Fusion of 3D-LIDAR and camera data for scene parsing

doi:10.1016/j.jvcir.2013.06.008

Journal of Visual Communication and Image Representation

Volume 25, Issue 1, January 2014, Pages 165-183

https://doi.org/10.1016/j.jvcir.2013.06.008 Get rights and content

Highlights

•
One geometry segmentation algorithm is proposed to parse scanner pointclouds.
•
One efficient multilayer perception classifier is trained to parse camera images.
•
We propose one fuzzy logic based fusion method to integrate results of two sensors.
•
We propose one Markov random field based temporal fusion method.
•
The fused results are more reliable than those of individual sensors.

Abstract

Fusion of information gathered from multiple sources is essential to build a comprehensive situation picture for autonomous ground vehicles. In this paper, an approach which performs scene parsing and data fusion for a 3D-LIDAR scanner (Velodyne HDL-64E) and a video camera is described. First of all, a geometry segmentation algorithm is proposed for detection of obstacles and ground areas from data collected by the Velodyne scanner. Then, corresponding image collected by the video camera is classified patch by patch into more detailed categories. After that, parsing result of each frame is obtained by fusing result of Velodyne data and that of image using the fuzzy logic inference framework. Finally, parsing results of consecutive frames are smoothed by the Markov random field based temporal fusion method. The proposed approach has been evaluated with datasets collected by our autonomous ground vehicle testbed in both rural and urban areas. The fused results are more reliable than that acquired via analysis of only images or Velodyne data.

Introduction

Autonomous situation awareness is an important research aspect for robots and unmanned vehicles. Besides whether the terrain is traversable, they also require more specific object category information to carry out their tasks: e.g., approaching a tree, or the water area. For decades, computer vision approaches have been studied to classify scenes from images. Studies of the human visual system show us that scene perception is a highly complex process of information fusion which involves not just the human eyes, but also other human senses including hearing, tasting, etc. Even within a human vision system, there is clearly fusion of information from color, motion, depth and a whole variety of ways to infer shape, movement and physical characteristics of the things within the view [1]. In other words, efficient perceptual performance often requires integration of multiple sources of information, both within the senses and between them. As a matter of fact, other sensors like infrared laser projector in Kinect [2] and LIDAR scanners [3] have been applied to complement video cameras in recent years.

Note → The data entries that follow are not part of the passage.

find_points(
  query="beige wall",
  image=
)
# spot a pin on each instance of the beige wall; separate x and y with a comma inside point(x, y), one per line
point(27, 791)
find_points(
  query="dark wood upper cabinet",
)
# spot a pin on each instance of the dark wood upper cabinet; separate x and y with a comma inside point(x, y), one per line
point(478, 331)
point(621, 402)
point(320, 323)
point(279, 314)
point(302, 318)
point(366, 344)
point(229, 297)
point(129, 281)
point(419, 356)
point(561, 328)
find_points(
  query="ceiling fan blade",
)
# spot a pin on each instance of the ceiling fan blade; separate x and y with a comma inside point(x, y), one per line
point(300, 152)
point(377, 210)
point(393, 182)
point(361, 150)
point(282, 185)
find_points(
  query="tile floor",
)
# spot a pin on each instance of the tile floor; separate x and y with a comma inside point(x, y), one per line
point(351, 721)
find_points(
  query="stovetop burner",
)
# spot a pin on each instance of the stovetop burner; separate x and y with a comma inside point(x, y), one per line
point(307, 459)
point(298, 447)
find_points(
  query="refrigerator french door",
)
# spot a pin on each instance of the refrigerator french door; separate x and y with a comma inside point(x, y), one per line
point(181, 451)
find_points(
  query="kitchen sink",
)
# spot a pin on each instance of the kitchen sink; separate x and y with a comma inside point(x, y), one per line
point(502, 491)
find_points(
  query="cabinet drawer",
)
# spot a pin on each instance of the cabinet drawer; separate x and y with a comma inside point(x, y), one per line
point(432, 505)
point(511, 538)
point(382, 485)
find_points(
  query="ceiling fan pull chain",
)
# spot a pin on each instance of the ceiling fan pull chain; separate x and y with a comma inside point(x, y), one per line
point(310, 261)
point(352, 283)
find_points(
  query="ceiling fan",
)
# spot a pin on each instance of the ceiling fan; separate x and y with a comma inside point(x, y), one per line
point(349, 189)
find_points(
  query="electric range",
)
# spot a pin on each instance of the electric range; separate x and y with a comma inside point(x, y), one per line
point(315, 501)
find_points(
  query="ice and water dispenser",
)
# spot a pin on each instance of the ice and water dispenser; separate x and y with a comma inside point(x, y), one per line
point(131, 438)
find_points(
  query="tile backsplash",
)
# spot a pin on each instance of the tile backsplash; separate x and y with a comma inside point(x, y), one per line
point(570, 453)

In this work, in order to help unmanned vehicles to understand their environment, two sensors are used: Velodyne HDL-64E 3D-LIDAR scanner [3] and monocular video camera. A Velodyne scanner provides 3-dimensional but sparse pointcloud of the surrounding environment. The pointcloud is trustworthy for obstacle detection but lacks color and texture information, which is valuable for more detailed categorization of objects. Besides, although Velodyne HDL-64E is a powerful LIDAR scanner in the market, its effective coverage limits within 70 m from the center of the sensor. Considering some time will be taken for information processing and task scheduling, the 70 m distance may not be sufficient for an unmanned moving vehicle to respond. Furthermore, for some tasks, we hope the vehicle can “see” as far as 200 m for advanced planning. On the contrary, images captured by video cameras can easily cover a much broader and further area and provide more discriminative information to classify objects into categories. However, due to the lack of depth information, image-based detection of obstacles of various shapes, sizes and orientations remains challenging. Due to the above-mentioned complementary features between cameras and LIDAR sensors, it is possible to acquire more reliable scene parsing by fusing information derived from these two sensors.

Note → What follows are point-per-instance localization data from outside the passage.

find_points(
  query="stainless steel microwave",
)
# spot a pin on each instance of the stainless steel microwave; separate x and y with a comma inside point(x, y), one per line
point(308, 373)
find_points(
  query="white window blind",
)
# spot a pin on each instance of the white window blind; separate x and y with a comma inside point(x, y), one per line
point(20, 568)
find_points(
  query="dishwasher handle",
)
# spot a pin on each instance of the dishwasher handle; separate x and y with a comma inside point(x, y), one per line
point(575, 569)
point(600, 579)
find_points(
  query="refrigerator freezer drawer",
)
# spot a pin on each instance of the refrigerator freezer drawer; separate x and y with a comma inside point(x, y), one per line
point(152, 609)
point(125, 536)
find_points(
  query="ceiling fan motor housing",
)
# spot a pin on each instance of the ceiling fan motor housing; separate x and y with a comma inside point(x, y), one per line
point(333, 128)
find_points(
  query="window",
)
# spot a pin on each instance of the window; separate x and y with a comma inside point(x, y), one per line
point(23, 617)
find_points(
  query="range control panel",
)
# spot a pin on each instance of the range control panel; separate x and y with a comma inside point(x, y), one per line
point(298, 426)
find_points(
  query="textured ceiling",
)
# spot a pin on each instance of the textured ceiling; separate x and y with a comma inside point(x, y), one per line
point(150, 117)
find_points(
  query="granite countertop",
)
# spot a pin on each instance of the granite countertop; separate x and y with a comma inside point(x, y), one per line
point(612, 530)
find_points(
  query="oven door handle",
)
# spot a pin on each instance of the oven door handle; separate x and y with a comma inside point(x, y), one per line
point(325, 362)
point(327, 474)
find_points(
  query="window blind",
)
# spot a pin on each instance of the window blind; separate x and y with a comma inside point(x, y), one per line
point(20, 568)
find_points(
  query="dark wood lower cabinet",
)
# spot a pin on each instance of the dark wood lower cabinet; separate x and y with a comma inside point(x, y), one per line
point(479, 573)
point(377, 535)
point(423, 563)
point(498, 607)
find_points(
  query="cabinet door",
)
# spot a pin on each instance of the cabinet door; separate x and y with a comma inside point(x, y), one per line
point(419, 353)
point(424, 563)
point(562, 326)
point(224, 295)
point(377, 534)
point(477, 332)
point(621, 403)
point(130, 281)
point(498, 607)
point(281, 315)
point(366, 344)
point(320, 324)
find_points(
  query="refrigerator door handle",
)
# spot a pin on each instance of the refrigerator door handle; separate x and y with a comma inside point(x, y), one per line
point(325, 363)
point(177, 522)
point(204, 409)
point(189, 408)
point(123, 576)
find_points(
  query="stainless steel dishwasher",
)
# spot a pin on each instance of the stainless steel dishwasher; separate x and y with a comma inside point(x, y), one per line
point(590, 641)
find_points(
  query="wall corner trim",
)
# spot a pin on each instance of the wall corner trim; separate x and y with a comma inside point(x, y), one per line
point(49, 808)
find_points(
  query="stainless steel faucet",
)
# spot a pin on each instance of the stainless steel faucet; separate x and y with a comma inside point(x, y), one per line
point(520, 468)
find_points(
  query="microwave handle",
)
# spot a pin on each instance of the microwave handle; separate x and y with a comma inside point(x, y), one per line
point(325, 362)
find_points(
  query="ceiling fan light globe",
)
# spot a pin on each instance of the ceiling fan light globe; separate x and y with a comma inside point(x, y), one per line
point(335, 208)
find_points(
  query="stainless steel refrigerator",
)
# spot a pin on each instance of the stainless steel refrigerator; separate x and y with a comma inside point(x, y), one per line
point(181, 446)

In addition, the sequential scene parsing also requires fusing results of consecutive frames. In fact, even after fusing results of two sensors, the obtained parsing results of consecutive frames may have abrupt changes due to stochastic errors. These abrupt changes of parsing results may confuse the vehicle navigation system. Intuitively, it is possible to obtain more cohesive sequential parsing results by including the temporal fusion.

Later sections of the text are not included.